Paramotoring is similar to paragliding, but with a propeller strapped to your back, which will provide thrust to take off, climb and maintain flight. It is fairly easy to learn and doesn’t require a runway, meaning you can take off from almost any open area.

11. Heli-skiing

The term heli-skiing doesn’t mean leaping out of a helicopter and landing on pristine snow gracefully as James Bond did in The World is Not Enough. Rather it refers to using a helicopter to reach remote terrain, so you can ski on undisturbed snow.

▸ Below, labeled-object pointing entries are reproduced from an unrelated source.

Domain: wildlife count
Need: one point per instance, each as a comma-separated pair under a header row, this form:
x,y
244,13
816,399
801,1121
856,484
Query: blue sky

As you’re skiing in the backcountry, you should possess at least an intermediate to advanced level of experience.

12. Bull riding

The injury reports of concussions and broken bones sustained from riding the one-ton bull for at least eight seconds make for grim reading, yet the thrills of controlling the bull with only just one riding hand (the other hand must not touch the beast) continue to attract aspirant cowboys and amateurs.

13. Buzkashi

Meaning ‘goat dragging’, this equestrian sport is popular among ethnic groups in Central Asia, from Afghanistan to Kazakhstan. It involves riders competing to take control of a dead goat and riding in any direction until no one can catch up with you.

To make it more complicated, you can participate in an advanced version called Qarajai, where riders must carry the dead goat to the end of the field, circling a marker and then trying to throw the goat into a ring (the “Circle of Justice”).

This article was updated in July 2021.